„Valve, czy jesteście na haju?” - Graczka Steam musi nagle udowodnić, że jest pełnoletnia, mimo że jej konto ma już ponad 19 lat
Weryfikacja wieku w Internecie potrafi prowadzić do absurdalnych sytuacji, o czym przekonała się jedna z użytkowniczek Steama. Musi ona udowodnić, że jest pełnoletnia, mimo iż jej konto ma prawie 20 lat.

Gracze w Wielkiej Brytanii muszą przygotować się na absurdy, jakie spotykają ich w związku z obowiązkową weryfikacją wieku w sieci. Dla entuzjastów gier spoza Wysp to z kolei okazja, by zobaczyć, co nas czeka, jeśli podobne przepisy wejdą w życie w krajach Unii Europejskiej. Jeden z przykładów już mamy. Użytkowniczka Steama musi zweryfikować swój wiek, mimo że nawet jej konto jest już „pełnoletnie” (za: GameStar). (vide GameStar).
Valve chce weryfikować dorosłych użytkowników
Pod koniec sierpnia na platformie X użytkowniczka Christina Tasty pokazała, co ją spotkało na Steamie.
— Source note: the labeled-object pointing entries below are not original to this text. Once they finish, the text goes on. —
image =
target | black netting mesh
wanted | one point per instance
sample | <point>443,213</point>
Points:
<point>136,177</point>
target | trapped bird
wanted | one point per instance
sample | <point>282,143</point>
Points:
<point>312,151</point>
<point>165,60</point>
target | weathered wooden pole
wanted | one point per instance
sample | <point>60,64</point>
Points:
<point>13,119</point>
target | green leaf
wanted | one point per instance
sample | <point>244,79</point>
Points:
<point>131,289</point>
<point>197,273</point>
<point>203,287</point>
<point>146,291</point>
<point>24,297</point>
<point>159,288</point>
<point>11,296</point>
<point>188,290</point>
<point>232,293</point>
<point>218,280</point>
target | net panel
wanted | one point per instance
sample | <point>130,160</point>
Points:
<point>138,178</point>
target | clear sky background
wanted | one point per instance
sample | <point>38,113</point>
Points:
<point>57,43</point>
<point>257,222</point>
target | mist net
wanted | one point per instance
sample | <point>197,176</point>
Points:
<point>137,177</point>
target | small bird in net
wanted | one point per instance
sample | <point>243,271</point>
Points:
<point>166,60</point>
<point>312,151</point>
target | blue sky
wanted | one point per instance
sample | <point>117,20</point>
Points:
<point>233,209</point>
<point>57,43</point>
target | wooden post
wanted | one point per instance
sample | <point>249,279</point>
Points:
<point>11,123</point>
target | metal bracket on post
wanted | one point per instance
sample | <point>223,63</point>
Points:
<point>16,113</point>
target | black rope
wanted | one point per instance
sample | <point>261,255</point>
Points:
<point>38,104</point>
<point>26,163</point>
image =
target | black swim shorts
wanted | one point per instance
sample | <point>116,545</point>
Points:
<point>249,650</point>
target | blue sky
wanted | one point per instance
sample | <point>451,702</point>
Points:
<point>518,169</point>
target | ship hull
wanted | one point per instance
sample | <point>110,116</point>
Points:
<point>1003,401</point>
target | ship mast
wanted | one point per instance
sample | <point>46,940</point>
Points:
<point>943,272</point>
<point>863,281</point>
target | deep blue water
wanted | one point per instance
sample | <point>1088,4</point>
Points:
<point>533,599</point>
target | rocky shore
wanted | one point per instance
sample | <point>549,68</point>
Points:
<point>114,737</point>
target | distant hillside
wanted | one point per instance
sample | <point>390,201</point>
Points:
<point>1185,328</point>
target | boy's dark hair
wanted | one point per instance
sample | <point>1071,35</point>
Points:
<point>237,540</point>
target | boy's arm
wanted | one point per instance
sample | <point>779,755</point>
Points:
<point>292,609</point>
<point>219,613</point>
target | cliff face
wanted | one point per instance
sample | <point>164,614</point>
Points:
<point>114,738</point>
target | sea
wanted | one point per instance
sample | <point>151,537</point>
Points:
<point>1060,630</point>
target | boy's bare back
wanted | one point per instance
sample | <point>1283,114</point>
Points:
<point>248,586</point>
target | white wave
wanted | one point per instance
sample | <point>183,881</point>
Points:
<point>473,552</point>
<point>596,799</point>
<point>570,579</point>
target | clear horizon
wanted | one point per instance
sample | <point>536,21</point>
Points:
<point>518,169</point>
Chcąc wejść na kartę produktu gry w sklepie, otrzymała komunikat, że najpierw musi dodać kartę płatniczą do konta, ponieważ zawartość tego tytułu jest nieodpowiednia dla niepełnoletnich graczy. Jak skomentowała to sama Tasty, jest to wciąż lepsze niż skanowanie dowodu tożsamości, ale i tak zapytała, czy „Valve jest na haju”.

Powodem są dwa aspekty. Po pierwsze, konto Christiny Tasty ma już 19 lat, co samo w sobie powinno sugerować, że jego posiadaczka jest pełnoletnia. Chyba że Valve bierze pod uwagę rynek handlu kontami Steam i z tego powodu system nie zwraca uwagi na datę założenia danego konta, co można uznać za sensowne uzasadnienie.
Drugi aspekt zdradziła sama posiadaczka konta. Gra, której wyświetlenie na Steamie zablokowano, znajduje się już w jej bibliotece. Oznacza to, że grała ona już w dany tytuł i doświadczyła zawartych w nim treści dla dorosłych. Oczywiście cała sytuacja nie jest winą Valve, na co zwróciła uwagę sama zainteresowana, ponieważ problemem jest prawo obowiązujące w Wielkiej Brytanii.
Dlatego firmy są zmuszone do weryfikacji wieku użytkowników w ten czy inny sposób. Valve robi to prawdopodobnie w najmniej inwazyjny sposób, czyli prosząc o przypisanie karty płatniczej do konta. W innym kierunku idzie YouTube, który najpierw chce wykorzystać AI, a jeśli technologia zawiedzie, firma oczekuje, że internauci prześlą skany swoich dowodów osobistych, co spotkało się z negatywnym odbiorem.